Un saluto e un augurio di buon lavoro.
Silvano Landi
Gentile Dott. Landi
Preso atto delle differenti valutazioni (e/o sensibilità) sul destino dei pini isolani e campesi (e sul loro valore estetico - paesaggistico) mi rassicurano le sue altre risposte, a partire dalla inopportunità di mettere a dimora Aranci Amari lungo la pubblica viabilità (intento superato in sciocchezza solo dalla piantumazione del velenoso Albero dei Paternostri [Melia azedarach] nei giardini pubblici come si era fatto nel capoluogo elbano).
Specifico comunque di non essere un "Pasdaran del Pino", sono conscio ad esempio dell'errore madornale che si è commesso in epoche di rimboschimenti, saturandone monti e valli isolane, laddove andava favorita la ricostituzione di originari habitat. Non ho gridato allo scandalo quando ad esempio si è proceduto a diradamenti ed abbattimenti a Monte Perone.

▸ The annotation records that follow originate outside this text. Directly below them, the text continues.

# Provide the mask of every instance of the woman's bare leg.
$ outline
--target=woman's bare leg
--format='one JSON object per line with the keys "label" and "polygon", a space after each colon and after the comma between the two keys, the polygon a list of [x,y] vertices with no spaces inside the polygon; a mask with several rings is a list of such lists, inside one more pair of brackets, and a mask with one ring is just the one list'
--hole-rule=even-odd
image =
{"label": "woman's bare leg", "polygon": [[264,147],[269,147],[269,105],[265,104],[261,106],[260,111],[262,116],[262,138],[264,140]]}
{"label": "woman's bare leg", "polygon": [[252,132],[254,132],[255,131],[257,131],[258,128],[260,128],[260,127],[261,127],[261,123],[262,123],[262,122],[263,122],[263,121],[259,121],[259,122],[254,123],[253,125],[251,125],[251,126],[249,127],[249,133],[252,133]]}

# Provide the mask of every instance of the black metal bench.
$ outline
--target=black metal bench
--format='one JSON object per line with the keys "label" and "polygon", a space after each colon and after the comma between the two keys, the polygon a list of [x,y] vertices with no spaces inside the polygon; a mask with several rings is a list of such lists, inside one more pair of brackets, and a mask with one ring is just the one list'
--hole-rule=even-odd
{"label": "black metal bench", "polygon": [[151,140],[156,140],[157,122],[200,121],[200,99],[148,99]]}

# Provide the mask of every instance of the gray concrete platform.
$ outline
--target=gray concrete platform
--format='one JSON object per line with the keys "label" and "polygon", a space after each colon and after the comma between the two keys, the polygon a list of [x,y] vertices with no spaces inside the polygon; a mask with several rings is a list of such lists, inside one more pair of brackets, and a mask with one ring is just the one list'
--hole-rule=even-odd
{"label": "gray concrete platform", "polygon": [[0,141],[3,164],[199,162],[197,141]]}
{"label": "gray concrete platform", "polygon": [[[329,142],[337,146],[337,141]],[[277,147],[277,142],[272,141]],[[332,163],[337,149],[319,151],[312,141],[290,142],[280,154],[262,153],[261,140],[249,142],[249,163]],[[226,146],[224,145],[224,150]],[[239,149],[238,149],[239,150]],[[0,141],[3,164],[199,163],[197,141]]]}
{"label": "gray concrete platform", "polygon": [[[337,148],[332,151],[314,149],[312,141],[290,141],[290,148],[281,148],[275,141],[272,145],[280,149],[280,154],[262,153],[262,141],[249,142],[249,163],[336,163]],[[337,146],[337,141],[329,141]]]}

Sto anche io dalla parte degli alberi a ragion veduta, e ritengo che si siano compiuti (e si compiano), in nome di una "nuova estetica dell'asetticità urbana", di una maniacale ricerca di una malintesa "pulizia", dei veri e propri delitti paesaggistici, abbattendo alberi che hanno impiegato decine e decine di anni per crescere, in ragione del trionfo del "sacro carro", per cementificare ed asfaltare sempre più, per avere più spazio dove indisturbati possano alloggiare o transitare, mezzi di trasporto sempre più individuali, sempre più inutilmente potenti, sempre più impattanti.
Circa i danni che queste piante, sulle quali si usa gratuita violenza, provocano o provocherebbero alle opere dell'uomo ed all'uomo stesso, occorrerebbe ragionare con un filo di razionalità.
Una delle scuse per gli abbattimenti delle alberate stradali, è il danno che gli apparati radicali provocano alle carreggiate ed ai manti, ma ci si dimentica che spesso la stessa compattezza e tenuta dei corpi stradali, specie su versanti tendenzialmente instabili come i nostri, è determinata dalla presenza di quelle piante, che rappresentano un presidio contro le frane ed i cedimenti.
Delicato il capitolo della supposta "insidia" costituita dalle piante, che non si può liquidare con la battuta "Hai mai visto un pino (o un paracarro) traversare una strada e provocare un incidente?" che pure ha un fondo di verità e perfino saggezza.
Nonostante faccia questo mestiere ormai da decine di anni, non ho messo il pelo sullo stomaco necessario ad accettare come acqua fresca le disgrazie stradali, non riesco ancora a trattarne senza emotiva partecipazione al dolore di chi perde un caro, e ancor di più quando è una giovane vita ad essere spezzata. Tuttavia a ferire ed uccidere non sono né la fatalità, né gli alberi, ma sempre fattori da cercarsi tra l'imperizia, l'imprudenza, la distrazione, la violazione delle norme, l'eccessiva ingovernabile potenza dei mezzi, la velocità con cui si transita.
Un esempio lo fornisce proprio la strada di San Giovanni che qualche "inclito bischero" vorrebbe privata della sua stupenda "galleria" di Pini, che peraltro, correndo la via sull'asse est-ovest, attutisce assai il pericoloso effetto abbagliamento del mattino e del tramonto.
Bene, da quando è in funzione il per altri versi vituperato semaforo del Bivio di Colle Reciso, la cui sola presenza ha drasticamente ridotto le velocità di percorrenza del piano, i sinistri con con più gravi esiti sono diminuiti in maniera sensibilissima, dopo che per un ventennio e passa (li ho contati per mestiere) avevamo rilevato la spaventosa media di almeno un decesso l'anno su quei due km di strada.
Ad uccidere allora erano gli alberi o la velocità?
La ringrazio dott. Landi di avermi risposto e dato occasione di scrivere cose che mi stavano a cuore.